Anna didn’t want to think or hear about her birth. She couldn’t even listen to her husband recount any of the details while on the phone with friends, and she definitely couldn’t tell the story of her birth to anyone either. She wanted to shut it out. However, she couldn’t stop the flashbacks, which mainly happened when she was still half awake, in that in between place before sleep. “All of a sudden, you feel exactly like you are in that situation. I could feel how I was lying on the bed and hear all the people talking around me. And I knew that I wasn’t quite there, but at the same time it felt very much like I was there, all of the senses went back to that place.”
After her six-week postpartum visit with her doctor, Anna was referred to a therapist. It turned out that therapist didn’t take her insurance, but this one phone conversation gave Anna a lot of insight. The therapist said, “Well, it sounds like you went through a traumatic birth,” and then all of a sudden, it clicked into place. This was traumatic. This was a trauma. “That helped so much in accepting. I know what traumas can do to people, so it’s okay that this is going on. It validated what I was going through.” For Anna, just that one word– trauma — gave her everything she needed. She knew exactly how to cope once she had a label for her feelings. “As soon as I realized this was a trauma, I started to process it. I sat with my husband and discussed what happened. I began facing it.”
Her experience has made an impact on her clinical work. “I can relate more to everything my patients are going through. I had never been in the hospital before. I had never been a patient before. It helped because I had a little tiny taste of that.” Anna doesn’t compare herself to her patients who have experienced PTSD for years and decades, since Vietnam, but it’s helpful that a flashback isn’t just a description she read in a book. It’s something she has experienced.

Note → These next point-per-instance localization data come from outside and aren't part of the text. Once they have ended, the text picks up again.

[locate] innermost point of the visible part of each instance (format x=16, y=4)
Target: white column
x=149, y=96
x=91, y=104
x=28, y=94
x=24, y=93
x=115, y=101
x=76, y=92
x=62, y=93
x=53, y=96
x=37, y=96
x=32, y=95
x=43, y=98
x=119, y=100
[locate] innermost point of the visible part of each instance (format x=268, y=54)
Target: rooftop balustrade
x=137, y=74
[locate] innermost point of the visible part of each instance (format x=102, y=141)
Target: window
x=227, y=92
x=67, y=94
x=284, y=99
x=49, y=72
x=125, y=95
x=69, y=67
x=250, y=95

And up to 6% of women will experience PTSD postpartum. The main causes of postpartum PTSD are a traumas during delivery, such as prolapsed cord, unplanned c-section, used of vacuum or forceps, baby going to NICU, lack of support during delivery, or a woman who has experienced a previous trauma, like rape or sexual abuse.
Anna was only warned about the baby blues during pregnancy. Since she was a psychologist, she was dismissive of PPD, thinking it wouldn’t happen to her. Postpartum mood wasn’t described to her as more than “you might get sad.”
Before my own postpartum mood issues, I only was aware of postpartum depression and the baby blues. I had no idea about postpartum anxiety (my diagnosis), postpartum obsessive compulsive disorder, or PTSD. I think providers need to start explaining all the spectrum of postpartum mood disorders to women, because “you might get sad” doesn’t describe any of them well.
Most importantly, doctors need to follow-up with women about their mental health; they need to ask women more questions; women need more support. Even if you didn’t suffer from PPD or another postpartum mood disorder, did your doctor screen you thoroughly? Did he or she explain the spectrum of mood disorders? We can make a difference by giving our doctors helpful feedback, so the next woman receives better care.